The first two pictures are of the Great Mormon (Papilio memnon), a swallowtail butterfly that ranges through southern Asia. This individual is a male, identified by its markings and lack of tails on its hind wings. There is some polymorphism in the males, but nothing like what one sees in females, which come in about two dozen astonishingly diverse forms. One such form is seen in the mating pair in the second picture. Several of the female forms are Batesian mimics of various other species of unpalatable butterfly found in different parts of its range. Females can have or lack tails, and they can have various combinations of red, blue, and white markings. It was Alfred Russel Wallace who first described this highly complex Batesian mimicry system that is limited to females. [JAC: Do you have an idea why only females but not males are mimetic?]

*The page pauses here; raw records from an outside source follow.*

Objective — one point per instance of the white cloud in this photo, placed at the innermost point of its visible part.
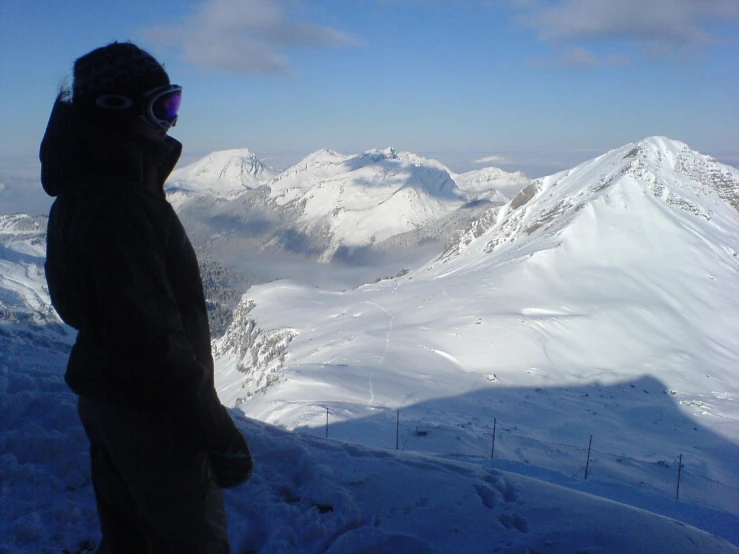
(493, 160)
(245, 36)
(675, 23)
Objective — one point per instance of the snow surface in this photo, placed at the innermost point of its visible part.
(492, 179)
(601, 301)
(311, 495)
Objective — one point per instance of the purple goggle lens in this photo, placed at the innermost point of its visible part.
(162, 105)
(167, 105)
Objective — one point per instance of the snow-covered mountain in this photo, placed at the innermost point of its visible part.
(26, 314)
(491, 181)
(549, 313)
(222, 174)
(601, 300)
(328, 205)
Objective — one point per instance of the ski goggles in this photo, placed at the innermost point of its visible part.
(161, 106)
(158, 107)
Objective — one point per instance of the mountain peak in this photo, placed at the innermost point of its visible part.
(222, 173)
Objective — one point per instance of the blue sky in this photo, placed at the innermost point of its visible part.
(540, 83)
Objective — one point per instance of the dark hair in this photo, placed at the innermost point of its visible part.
(120, 68)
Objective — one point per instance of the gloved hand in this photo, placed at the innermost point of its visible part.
(233, 466)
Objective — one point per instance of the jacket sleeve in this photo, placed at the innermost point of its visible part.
(135, 316)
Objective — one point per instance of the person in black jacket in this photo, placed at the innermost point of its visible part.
(121, 270)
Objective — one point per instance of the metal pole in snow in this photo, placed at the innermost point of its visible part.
(397, 430)
(679, 469)
(587, 464)
(492, 452)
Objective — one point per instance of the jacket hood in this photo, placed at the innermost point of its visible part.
(76, 151)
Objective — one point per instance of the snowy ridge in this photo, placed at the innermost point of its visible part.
(26, 314)
(600, 301)
(493, 181)
(622, 269)
(367, 198)
(225, 173)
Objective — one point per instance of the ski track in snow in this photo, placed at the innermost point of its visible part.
(389, 332)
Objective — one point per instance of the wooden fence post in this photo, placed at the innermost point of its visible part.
(492, 452)
(587, 463)
(679, 470)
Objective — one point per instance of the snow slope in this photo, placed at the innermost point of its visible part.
(312, 495)
(491, 180)
(26, 314)
(601, 300)
(226, 173)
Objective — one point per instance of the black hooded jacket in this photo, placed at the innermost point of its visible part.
(121, 270)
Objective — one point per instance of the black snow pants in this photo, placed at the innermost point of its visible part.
(155, 490)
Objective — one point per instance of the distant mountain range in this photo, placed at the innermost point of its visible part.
(623, 268)
(600, 300)
(330, 205)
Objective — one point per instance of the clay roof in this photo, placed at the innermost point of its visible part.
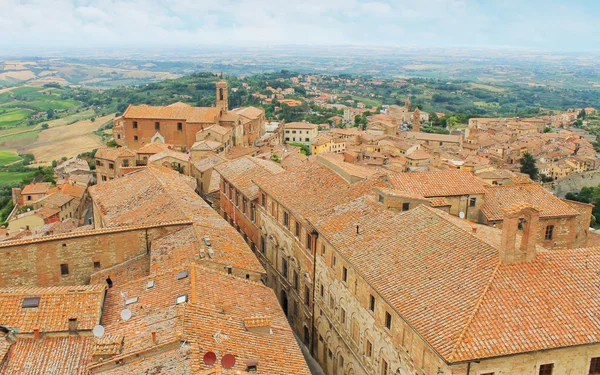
(153, 148)
(57, 199)
(209, 160)
(453, 289)
(56, 306)
(72, 190)
(242, 171)
(249, 112)
(497, 198)
(36, 188)
(328, 189)
(169, 154)
(48, 356)
(113, 153)
(158, 194)
(173, 112)
(300, 125)
(201, 321)
(438, 183)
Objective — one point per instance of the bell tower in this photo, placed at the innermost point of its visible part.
(222, 101)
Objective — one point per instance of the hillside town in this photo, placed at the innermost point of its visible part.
(218, 240)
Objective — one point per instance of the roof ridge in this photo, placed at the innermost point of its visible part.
(475, 311)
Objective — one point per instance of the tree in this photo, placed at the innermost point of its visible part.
(528, 165)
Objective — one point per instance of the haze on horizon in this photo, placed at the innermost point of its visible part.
(552, 25)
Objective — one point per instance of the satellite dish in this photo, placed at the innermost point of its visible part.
(126, 314)
(98, 331)
(210, 358)
(228, 361)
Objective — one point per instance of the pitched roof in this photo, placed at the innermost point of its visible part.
(153, 148)
(56, 306)
(209, 160)
(300, 125)
(113, 153)
(36, 188)
(497, 198)
(158, 194)
(438, 183)
(249, 112)
(240, 173)
(453, 289)
(328, 189)
(173, 112)
(57, 199)
(48, 356)
(201, 321)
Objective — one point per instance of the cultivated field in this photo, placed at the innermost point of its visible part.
(69, 141)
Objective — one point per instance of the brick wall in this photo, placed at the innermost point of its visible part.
(38, 262)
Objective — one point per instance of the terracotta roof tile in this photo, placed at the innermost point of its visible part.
(240, 173)
(438, 183)
(37, 188)
(499, 198)
(173, 112)
(55, 307)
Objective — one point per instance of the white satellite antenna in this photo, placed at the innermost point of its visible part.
(98, 331)
(126, 314)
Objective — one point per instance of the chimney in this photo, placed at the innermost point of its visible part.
(227, 307)
(508, 249)
(258, 324)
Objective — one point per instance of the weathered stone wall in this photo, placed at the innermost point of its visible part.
(567, 361)
(38, 262)
(574, 183)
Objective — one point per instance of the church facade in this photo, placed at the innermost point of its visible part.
(182, 125)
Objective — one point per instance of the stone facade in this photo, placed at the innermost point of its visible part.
(71, 259)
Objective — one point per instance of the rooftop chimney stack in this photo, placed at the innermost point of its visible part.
(526, 252)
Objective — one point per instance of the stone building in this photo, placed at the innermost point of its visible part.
(177, 124)
(423, 292)
(239, 195)
(563, 224)
(111, 161)
(300, 132)
(460, 190)
(287, 243)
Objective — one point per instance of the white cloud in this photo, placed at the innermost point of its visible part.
(536, 23)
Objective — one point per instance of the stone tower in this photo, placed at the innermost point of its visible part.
(416, 120)
(222, 101)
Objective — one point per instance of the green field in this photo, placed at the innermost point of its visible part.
(13, 116)
(13, 177)
(7, 157)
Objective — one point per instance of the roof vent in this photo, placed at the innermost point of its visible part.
(30, 302)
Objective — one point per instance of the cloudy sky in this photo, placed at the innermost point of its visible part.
(568, 25)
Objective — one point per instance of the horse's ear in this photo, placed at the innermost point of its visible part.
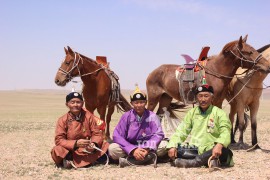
(66, 50)
(240, 42)
(70, 50)
(245, 39)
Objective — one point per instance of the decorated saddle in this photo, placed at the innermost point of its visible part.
(191, 75)
(115, 93)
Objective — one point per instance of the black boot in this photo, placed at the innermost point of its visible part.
(150, 158)
(199, 160)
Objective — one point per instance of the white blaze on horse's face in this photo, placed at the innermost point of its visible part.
(68, 70)
(139, 106)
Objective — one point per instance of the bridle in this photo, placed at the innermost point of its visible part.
(77, 60)
(242, 58)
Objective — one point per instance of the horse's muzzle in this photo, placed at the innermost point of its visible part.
(60, 83)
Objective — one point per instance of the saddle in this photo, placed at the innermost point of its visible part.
(190, 77)
(115, 92)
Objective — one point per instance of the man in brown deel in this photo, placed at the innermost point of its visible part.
(78, 136)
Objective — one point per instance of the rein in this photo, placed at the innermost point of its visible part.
(76, 65)
(243, 58)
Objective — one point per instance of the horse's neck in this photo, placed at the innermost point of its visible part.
(222, 65)
(257, 79)
(89, 71)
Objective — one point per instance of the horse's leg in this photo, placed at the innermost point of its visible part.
(164, 101)
(240, 116)
(154, 95)
(102, 112)
(108, 120)
(231, 116)
(253, 116)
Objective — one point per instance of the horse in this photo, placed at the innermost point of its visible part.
(97, 85)
(244, 92)
(163, 87)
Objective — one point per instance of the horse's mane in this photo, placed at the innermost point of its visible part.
(263, 48)
(229, 46)
(89, 59)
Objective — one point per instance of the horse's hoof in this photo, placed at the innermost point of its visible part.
(109, 140)
(254, 148)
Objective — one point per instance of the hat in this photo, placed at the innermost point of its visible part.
(204, 88)
(137, 95)
(73, 95)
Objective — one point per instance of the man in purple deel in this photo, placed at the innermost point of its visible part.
(137, 135)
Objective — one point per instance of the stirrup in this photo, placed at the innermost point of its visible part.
(153, 160)
(214, 163)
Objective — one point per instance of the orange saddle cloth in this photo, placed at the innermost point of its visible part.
(102, 60)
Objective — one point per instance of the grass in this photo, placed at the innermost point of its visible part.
(27, 123)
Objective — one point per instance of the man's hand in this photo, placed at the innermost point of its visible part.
(139, 153)
(172, 153)
(217, 150)
(81, 143)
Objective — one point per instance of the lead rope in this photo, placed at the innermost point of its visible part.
(107, 161)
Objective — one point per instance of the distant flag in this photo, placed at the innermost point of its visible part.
(189, 60)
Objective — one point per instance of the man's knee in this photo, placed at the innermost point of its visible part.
(58, 153)
(115, 151)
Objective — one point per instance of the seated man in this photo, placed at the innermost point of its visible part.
(209, 129)
(137, 135)
(78, 136)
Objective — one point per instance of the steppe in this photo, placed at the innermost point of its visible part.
(27, 123)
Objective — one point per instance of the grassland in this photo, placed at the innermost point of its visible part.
(27, 122)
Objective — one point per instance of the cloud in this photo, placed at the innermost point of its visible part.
(169, 5)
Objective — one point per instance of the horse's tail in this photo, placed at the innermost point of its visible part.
(246, 118)
(175, 107)
(123, 105)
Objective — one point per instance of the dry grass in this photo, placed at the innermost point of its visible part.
(27, 122)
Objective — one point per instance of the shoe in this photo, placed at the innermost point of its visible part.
(123, 162)
(67, 164)
(199, 160)
(214, 163)
(151, 158)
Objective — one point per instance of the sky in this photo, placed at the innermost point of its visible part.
(136, 36)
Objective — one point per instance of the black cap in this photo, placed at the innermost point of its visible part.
(138, 96)
(204, 88)
(73, 95)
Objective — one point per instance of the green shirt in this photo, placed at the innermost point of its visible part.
(204, 129)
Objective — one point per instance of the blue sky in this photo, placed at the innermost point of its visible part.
(136, 35)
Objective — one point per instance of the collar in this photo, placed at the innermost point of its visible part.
(77, 118)
(207, 110)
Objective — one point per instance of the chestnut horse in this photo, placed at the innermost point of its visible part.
(244, 92)
(162, 85)
(97, 84)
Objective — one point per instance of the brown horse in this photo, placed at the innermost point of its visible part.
(97, 84)
(162, 85)
(244, 92)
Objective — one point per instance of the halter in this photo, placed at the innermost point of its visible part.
(243, 58)
(76, 65)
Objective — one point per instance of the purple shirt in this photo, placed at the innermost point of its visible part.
(131, 133)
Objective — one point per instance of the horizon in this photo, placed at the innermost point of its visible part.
(136, 36)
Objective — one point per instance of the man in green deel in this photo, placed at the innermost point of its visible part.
(208, 129)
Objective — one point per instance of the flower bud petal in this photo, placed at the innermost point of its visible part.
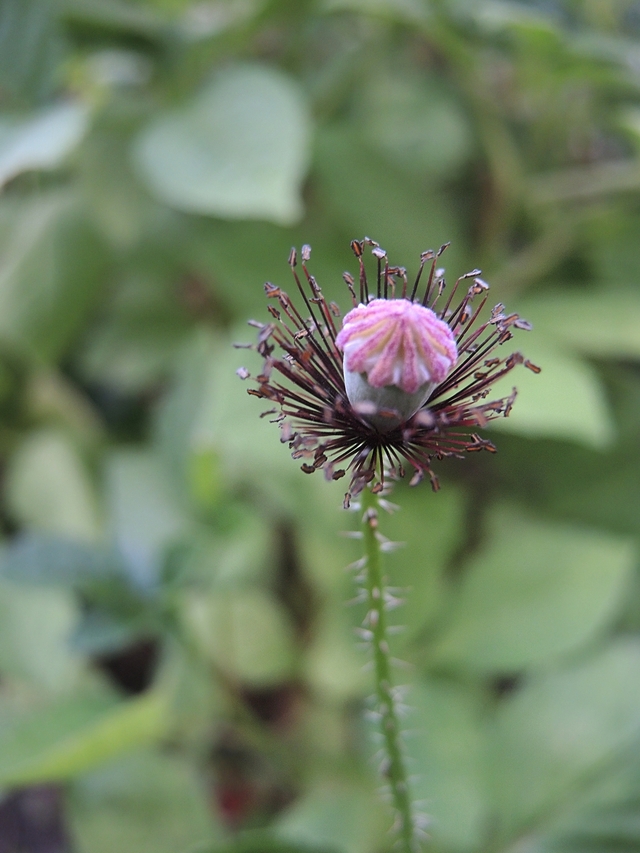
(395, 353)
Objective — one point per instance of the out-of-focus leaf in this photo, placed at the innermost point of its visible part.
(148, 803)
(184, 425)
(35, 632)
(259, 842)
(135, 346)
(435, 137)
(566, 400)
(239, 150)
(562, 729)
(116, 15)
(31, 47)
(334, 815)
(56, 561)
(238, 556)
(75, 734)
(49, 488)
(40, 141)
(117, 199)
(602, 324)
(535, 591)
(368, 195)
(406, 11)
(145, 516)
(243, 631)
(210, 407)
(51, 273)
(445, 749)
(430, 528)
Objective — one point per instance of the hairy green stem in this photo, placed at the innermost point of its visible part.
(376, 623)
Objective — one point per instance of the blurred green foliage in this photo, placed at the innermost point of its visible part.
(174, 646)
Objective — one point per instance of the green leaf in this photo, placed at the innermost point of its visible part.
(31, 47)
(601, 324)
(367, 195)
(55, 561)
(406, 11)
(148, 803)
(563, 730)
(35, 629)
(565, 401)
(445, 750)
(429, 527)
(69, 737)
(239, 150)
(145, 515)
(51, 273)
(49, 488)
(435, 138)
(334, 815)
(535, 590)
(245, 632)
(259, 842)
(40, 141)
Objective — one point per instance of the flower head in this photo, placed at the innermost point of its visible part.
(405, 380)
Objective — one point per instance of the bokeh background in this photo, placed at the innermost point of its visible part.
(178, 669)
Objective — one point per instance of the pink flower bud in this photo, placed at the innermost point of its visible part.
(399, 346)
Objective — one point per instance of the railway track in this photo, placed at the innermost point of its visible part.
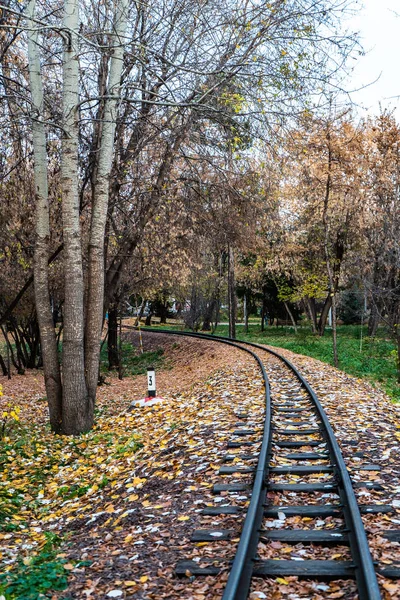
(297, 430)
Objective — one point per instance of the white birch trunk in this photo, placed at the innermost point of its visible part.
(95, 300)
(77, 412)
(48, 340)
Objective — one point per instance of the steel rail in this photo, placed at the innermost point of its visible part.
(237, 586)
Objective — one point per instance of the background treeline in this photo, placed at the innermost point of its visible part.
(181, 150)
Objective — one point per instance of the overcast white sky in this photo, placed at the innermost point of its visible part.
(379, 29)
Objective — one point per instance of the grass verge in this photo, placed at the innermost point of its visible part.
(374, 359)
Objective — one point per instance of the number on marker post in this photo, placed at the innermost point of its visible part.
(151, 382)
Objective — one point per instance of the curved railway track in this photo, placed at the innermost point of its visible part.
(282, 429)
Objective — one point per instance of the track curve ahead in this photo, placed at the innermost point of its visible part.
(246, 564)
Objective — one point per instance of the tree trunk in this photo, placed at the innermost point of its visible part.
(3, 366)
(312, 313)
(51, 367)
(231, 293)
(334, 332)
(398, 351)
(263, 307)
(245, 314)
(77, 408)
(373, 320)
(112, 340)
(140, 313)
(96, 275)
(289, 312)
(324, 314)
(333, 279)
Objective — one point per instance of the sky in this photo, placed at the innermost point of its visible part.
(379, 30)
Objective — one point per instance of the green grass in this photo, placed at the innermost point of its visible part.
(37, 576)
(133, 362)
(376, 361)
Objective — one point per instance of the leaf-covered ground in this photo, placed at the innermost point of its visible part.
(115, 509)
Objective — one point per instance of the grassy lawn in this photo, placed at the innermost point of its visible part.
(133, 362)
(376, 361)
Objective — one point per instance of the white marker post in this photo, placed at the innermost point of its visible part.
(151, 383)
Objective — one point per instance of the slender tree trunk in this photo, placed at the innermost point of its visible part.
(140, 314)
(246, 314)
(77, 409)
(112, 340)
(334, 331)
(51, 366)
(3, 366)
(289, 312)
(310, 305)
(96, 275)
(263, 313)
(333, 284)
(373, 320)
(324, 315)
(231, 292)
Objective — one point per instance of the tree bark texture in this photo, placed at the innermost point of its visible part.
(292, 319)
(112, 340)
(245, 314)
(51, 367)
(96, 275)
(333, 282)
(77, 413)
(231, 292)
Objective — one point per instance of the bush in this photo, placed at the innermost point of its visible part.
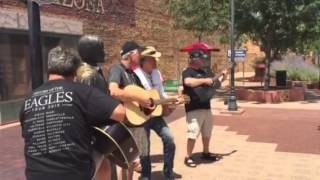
(297, 69)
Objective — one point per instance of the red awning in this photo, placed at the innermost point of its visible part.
(199, 45)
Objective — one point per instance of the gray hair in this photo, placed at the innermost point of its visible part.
(63, 61)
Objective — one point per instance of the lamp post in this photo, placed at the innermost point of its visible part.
(35, 43)
(232, 100)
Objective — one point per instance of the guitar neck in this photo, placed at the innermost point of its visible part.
(165, 101)
(216, 77)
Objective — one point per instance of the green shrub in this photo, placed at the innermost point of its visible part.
(297, 69)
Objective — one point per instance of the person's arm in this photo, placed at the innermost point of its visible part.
(120, 94)
(118, 113)
(124, 96)
(194, 82)
(102, 107)
(157, 82)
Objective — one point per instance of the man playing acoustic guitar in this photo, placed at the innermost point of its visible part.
(150, 78)
(199, 117)
(121, 75)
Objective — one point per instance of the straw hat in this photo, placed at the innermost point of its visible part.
(151, 51)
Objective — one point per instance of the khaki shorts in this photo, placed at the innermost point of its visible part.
(199, 121)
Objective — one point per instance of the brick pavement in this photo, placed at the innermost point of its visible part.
(243, 159)
(253, 145)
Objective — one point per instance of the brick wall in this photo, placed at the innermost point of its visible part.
(140, 20)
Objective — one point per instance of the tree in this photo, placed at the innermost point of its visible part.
(278, 25)
(201, 17)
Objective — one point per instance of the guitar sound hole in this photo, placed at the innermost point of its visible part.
(146, 111)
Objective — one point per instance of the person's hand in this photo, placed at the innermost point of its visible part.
(180, 99)
(224, 72)
(224, 75)
(208, 81)
(146, 102)
(168, 109)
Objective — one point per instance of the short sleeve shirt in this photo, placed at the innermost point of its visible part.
(196, 101)
(92, 76)
(123, 77)
(56, 121)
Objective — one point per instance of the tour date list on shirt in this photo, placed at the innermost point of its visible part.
(47, 122)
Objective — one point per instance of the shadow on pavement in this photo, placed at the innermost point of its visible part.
(158, 175)
(219, 156)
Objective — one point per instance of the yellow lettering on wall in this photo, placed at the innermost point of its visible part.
(68, 3)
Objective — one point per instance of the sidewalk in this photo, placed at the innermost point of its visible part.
(267, 142)
(263, 144)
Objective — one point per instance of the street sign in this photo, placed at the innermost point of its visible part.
(239, 55)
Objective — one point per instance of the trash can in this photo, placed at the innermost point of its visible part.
(281, 78)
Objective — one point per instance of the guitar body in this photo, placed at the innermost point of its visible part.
(136, 114)
(157, 111)
(116, 141)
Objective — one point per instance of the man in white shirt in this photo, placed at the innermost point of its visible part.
(150, 78)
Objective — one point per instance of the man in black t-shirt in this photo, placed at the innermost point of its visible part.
(199, 116)
(91, 51)
(56, 121)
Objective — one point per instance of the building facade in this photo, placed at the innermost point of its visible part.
(64, 21)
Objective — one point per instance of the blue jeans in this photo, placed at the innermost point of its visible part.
(160, 127)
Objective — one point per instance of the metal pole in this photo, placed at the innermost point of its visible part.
(35, 44)
(319, 68)
(232, 101)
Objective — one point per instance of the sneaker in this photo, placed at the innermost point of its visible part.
(210, 157)
(188, 161)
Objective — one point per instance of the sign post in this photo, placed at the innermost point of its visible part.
(239, 56)
(34, 25)
(35, 43)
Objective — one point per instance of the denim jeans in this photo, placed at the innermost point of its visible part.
(160, 127)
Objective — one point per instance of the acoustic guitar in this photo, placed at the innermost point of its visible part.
(116, 141)
(137, 115)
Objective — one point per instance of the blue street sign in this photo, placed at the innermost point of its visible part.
(238, 53)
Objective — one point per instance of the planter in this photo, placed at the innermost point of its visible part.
(259, 70)
(272, 95)
(313, 85)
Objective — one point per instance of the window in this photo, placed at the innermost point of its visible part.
(15, 76)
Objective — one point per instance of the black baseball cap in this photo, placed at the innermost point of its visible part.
(129, 46)
(198, 53)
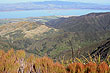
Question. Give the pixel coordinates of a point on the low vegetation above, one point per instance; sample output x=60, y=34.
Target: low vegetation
x=17, y=62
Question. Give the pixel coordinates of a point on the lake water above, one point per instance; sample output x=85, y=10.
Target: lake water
x=36, y=13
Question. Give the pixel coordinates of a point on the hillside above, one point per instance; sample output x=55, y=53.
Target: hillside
x=59, y=36
x=51, y=5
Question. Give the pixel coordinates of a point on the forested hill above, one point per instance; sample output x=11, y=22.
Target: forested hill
x=53, y=38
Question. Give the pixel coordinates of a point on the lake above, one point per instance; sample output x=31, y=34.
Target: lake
x=37, y=13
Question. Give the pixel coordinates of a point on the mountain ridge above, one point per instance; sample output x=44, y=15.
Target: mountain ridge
x=50, y=5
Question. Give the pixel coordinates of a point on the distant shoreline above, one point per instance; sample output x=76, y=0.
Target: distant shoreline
x=49, y=9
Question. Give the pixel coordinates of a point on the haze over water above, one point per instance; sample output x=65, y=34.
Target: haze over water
x=37, y=13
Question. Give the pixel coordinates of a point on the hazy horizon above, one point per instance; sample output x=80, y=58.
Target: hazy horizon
x=85, y=1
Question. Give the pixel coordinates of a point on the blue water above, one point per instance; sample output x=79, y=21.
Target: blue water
x=36, y=13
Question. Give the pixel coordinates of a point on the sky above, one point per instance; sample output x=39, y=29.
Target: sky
x=86, y=1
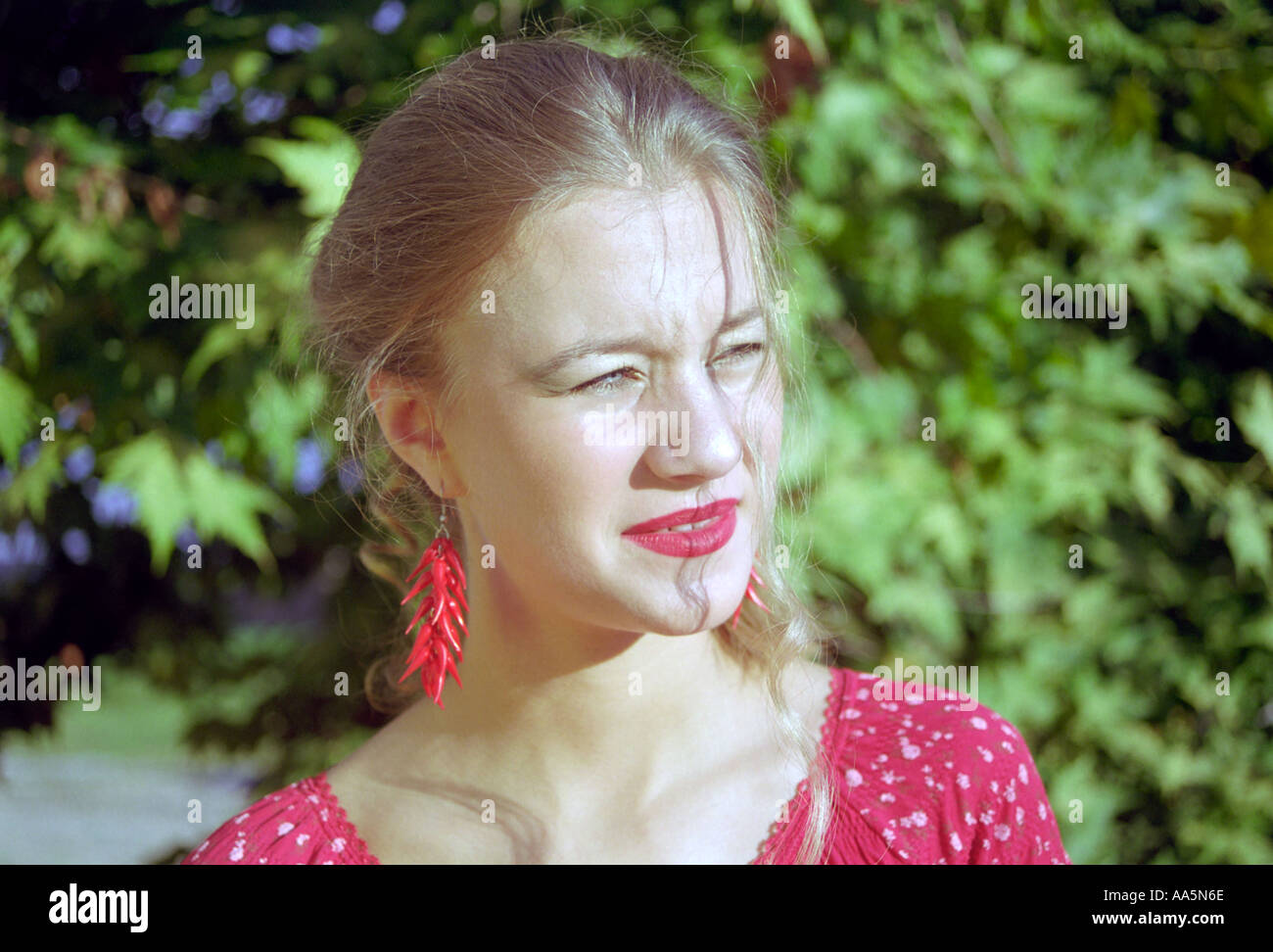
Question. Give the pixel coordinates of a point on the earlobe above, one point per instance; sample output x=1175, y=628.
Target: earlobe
x=410, y=426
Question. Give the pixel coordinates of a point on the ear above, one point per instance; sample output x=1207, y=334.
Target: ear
x=408, y=416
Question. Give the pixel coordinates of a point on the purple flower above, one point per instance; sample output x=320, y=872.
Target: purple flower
x=79, y=463
x=310, y=463
x=221, y=87
x=279, y=38
x=22, y=555
x=179, y=123
x=389, y=17
x=114, y=505
x=76, y=547
x=259, y=106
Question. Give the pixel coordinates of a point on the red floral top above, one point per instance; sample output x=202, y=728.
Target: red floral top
x=921, y=779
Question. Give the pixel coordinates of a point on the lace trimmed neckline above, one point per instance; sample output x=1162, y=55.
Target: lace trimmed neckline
x=830, y=718
x=344, y=828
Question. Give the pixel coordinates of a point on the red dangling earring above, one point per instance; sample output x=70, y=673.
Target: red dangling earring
x=750, y=594
x=440, y=566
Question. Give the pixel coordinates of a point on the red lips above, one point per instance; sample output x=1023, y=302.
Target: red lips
x=721, y=518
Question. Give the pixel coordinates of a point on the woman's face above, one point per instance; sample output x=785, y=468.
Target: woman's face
x=610, y=387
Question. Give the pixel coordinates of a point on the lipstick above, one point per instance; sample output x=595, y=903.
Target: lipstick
x=687, y=532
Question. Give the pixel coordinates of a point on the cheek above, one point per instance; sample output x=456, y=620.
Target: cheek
x=533, y=472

The next picture is of a well camouflaged glasswing or clearwing butterfly. These small butterflies proved challenging to find, and they would spook easily so they would wind up flitting among the humans, who barely noticed them generally landing in a concealed area. I had repeatedly failed to get a decent picture of one until a kind lady, who knew of my plight, called me over to this one hiding in a corner. This is the Costa Rican clearwing (Greta oto).
The handsome orange, yellow, and black butterfly shown in the next two pictures is the hecale longwing a.k.a. tiger longwing (Heliconius hecale). It has a number of subspecies that mimic toxic species belonging to the genus Tithorea.
The final two pictures are of one of my favorite butterflies found in butterfly houses, the lovely malachite (Siproeta stelenes). The common name clearly refers to its green markings. The underside of the wings are especially beautiful. This species is native to the neotropics.